Test rollback before deploying:

# Apply migration
psql < migration_up.sql

# Test application

# Rollback
psql < migration_down.sql

Real-World Example: Migrating User Authentication

Goal: Move from username-based to email-based authentication

Current schema:

CREATE TABLE users (
  id SERIAL PRIMARY KEY,
  username VARCHAR(50) UNIQUE NOT NULL,
  password_hash VARCHAR(255) NOT NULL
);

Target schema:

CREATE TABLE users (
  id SERIAL PRIMARY KEY,
  email VARCHAR(255) UNIQUE NOT NULL,
  password_hash VARCHAR(255) NOT NULL
);

Migration steps:

-- Week 1: Add email column
ALTER TABLE users ADD COLUMN email VARCHAR(255);
CREATE UNIQUE INDEX CONCURRENTLY idx_users_email ON users(email);

-- Deploy: Application collects email during registration
-- Users table: username (unique), email (nullable, becoming populated)

-- Week 2: Backfill emails for existing users
-- Prompt users to add email, or generate from username
UPDATE users SET email = username || '@legacy.example.com'
WHERE email IS NULL;

-- Week 3: Make email required
ALTER TABLE users ALTER COLUMN email SET NOT NULL;

-- Deploy: Application authenticates with email OR username
-- Users table: username (unique), email (unique, not null)

-- Week 4: Deprecate username-based authentication
-- Deploy: Application only authenticates with email
-- Add warning banner: "Username login will be removed"

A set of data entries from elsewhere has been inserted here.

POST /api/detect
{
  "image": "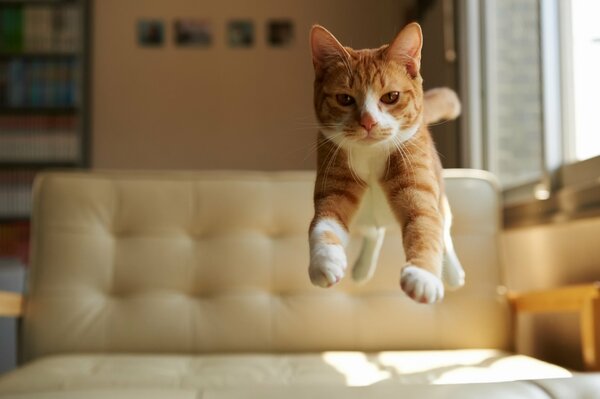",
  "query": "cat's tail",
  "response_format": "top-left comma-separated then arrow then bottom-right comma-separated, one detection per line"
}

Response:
352,227 -> 385,284
442,196 -> 465,290
423,87 -> 460,125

-- Week 5+: Monitor for username usage
SELECT COUNT(*) FROM auth_logs
WHERE auth_method = 'username'
  AND created_at > NOW() - INTERVAL '7 days';

-- Week 8: Remove username column (if usage == 0)
DROP INDEX idx_users_username;
ALTER TABLE users DROP COLUMN username;

-- Deploy: Remove username support from application

Monitoring During Migrations

Track key metrics:

-- Lock monitoring (PostgreSQL)
SELECT
  pid,
  usename,
  pg_blocking_pids(pid) as blocked_by,
  query as blocked_query
FROM pg_stat_activity
WHERE cardinality(pg_blocking_pids(pid)) > 0;

-- Long-running queries
SELECT
  pid,
  now() - pg_stat_activity.query_start AS duration,
  query
FROM pg_stat_activity
WHERE state = 'active'
  AND now() - pg_stat_activity.query_start > interval '5 minutes';

-- Table bloat after migration
SELECT
  schemaname,
  tablename,
  pg_size_pretty(pg_total_relation_size(schemaname||'.'||tablename)) AS size
FROM pg_tables
WHERE schemaname = 'public'
ORDER BY pg_total_relation_size(schemaname||'.'||tablename) DESC;

Best Practices Checklist

Before any migration:

Conclusion

Zero-downtime migrations require patience and planning:

Never break backward compatibility
Use expand-contract pattern for significant changes
Deploy in multiple phases separated by time
Test everything in staging first
Monitor closely during and after migration

The key insight: Database changes can’t be atomic when you have running application code. Accept this reality and design migrations that work with it.

A week-long migration might feel slow, but it’s infinitely faster than recovering from a production outage. Take your time, test thoroughly, and migrate safely.